Biliyor musunuz, elmayı bu hale getiren serbest radikaller, gördüğünüz gibi elmanın içini ne hale getirdiler. Bunun tek çözümü ise, antioksidanlardır. Antioksidanlar, hem yaşlanmayı geciktirmekte; hem de kanser ve kalp krizi risklerine karşı kalkan oluşturmaktadır. Ve uzmanlar bize, bu antioksidanlardan faydalanmamız için en etkin yöntemin, doğada var olan her meyve ve sebzeden yemek olduğunu söylüyorlar. Bunu ise, ”gökkuşağını yiyin” şeklinde tabir ediyorlar. Açıklaması: ”doğada bulunan her renk meyve ve sebzeyi yiyin ki olumlu etkilerinden faydalanın…”
Kışın soğuk günlerinde, cildinizin çatlama ve kurumasına karşı, yapacağınız maske ve banyolar ile de önlem alabilmeniz mümkün. Örneğin: banyo yapacağınız küvetteki suyun içerisine, iki litre süt ile, bir fincan bal döker; bunu su ile iyice karıştırdıktan sonra kendinizi de içine bırakırsanız; banyodan sonra, cildinizi daha pürüzsüz ve yumuşak hissettiğinizi göreceksiniz.

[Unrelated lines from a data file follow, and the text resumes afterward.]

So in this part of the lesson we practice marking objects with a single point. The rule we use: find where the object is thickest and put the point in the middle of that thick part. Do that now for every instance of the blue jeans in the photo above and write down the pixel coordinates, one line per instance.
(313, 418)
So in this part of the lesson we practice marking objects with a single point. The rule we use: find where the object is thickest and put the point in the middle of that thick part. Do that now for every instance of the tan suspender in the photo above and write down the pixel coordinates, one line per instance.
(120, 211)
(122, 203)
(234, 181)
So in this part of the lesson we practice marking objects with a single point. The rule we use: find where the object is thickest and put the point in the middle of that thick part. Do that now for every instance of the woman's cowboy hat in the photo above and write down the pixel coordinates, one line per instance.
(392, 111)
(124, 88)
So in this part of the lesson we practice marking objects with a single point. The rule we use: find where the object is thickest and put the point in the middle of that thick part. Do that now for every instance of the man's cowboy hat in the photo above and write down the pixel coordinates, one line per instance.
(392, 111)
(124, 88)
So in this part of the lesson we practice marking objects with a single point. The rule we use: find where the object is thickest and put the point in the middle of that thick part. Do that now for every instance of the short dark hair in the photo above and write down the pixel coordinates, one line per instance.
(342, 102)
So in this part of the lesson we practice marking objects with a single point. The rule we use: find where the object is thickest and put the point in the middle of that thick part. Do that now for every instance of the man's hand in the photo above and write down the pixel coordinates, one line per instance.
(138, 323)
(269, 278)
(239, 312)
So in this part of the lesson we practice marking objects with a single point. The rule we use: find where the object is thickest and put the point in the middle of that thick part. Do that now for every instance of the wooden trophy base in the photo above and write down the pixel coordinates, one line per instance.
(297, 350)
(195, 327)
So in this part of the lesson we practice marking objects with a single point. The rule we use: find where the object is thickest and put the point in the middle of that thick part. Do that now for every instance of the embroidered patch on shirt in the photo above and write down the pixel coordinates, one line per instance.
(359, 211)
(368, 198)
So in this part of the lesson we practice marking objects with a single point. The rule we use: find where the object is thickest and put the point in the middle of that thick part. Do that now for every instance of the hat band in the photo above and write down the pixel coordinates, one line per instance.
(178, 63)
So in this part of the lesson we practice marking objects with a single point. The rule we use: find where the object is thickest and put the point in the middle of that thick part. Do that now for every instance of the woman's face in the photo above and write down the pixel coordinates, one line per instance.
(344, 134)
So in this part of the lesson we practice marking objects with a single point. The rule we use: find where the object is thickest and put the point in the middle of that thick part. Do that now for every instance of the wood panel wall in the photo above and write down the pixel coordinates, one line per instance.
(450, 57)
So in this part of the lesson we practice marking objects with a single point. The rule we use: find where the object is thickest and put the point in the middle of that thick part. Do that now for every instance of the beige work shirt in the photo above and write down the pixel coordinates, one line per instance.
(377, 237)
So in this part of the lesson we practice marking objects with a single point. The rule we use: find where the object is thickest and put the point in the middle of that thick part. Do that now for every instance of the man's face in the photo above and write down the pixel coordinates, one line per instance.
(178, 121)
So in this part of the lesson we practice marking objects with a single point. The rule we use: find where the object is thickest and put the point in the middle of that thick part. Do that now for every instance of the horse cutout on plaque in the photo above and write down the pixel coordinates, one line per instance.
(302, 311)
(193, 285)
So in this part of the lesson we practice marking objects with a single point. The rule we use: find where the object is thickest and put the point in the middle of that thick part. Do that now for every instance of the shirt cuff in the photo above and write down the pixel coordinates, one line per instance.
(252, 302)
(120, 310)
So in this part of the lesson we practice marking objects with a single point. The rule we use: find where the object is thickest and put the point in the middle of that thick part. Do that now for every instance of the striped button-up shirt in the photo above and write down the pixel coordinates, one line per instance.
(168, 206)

Aynı şekilde, ellerinizin çatlamasını önlemek için de uygulayabileceğiniz doğal bir maskeniz bulunmakta: bir adet avokadoyu püre haline getirerek, yoğun bir kıvam alıncaya kadar süt ile karıştırın. Sonrasında ise, bu karışıma, bir çay kaşığı bal ekleyin. İyice harmanladıktan sonra ellerinize uygulayın. Beş dakika elinizde bekleyen bu maskeyi yıkadıktan sonra ise, el kremi sürebilirsiniz. Ellerinizin ne kadar ipeksi ve yumuşak olduğuna siz bile inanamayacaksınız.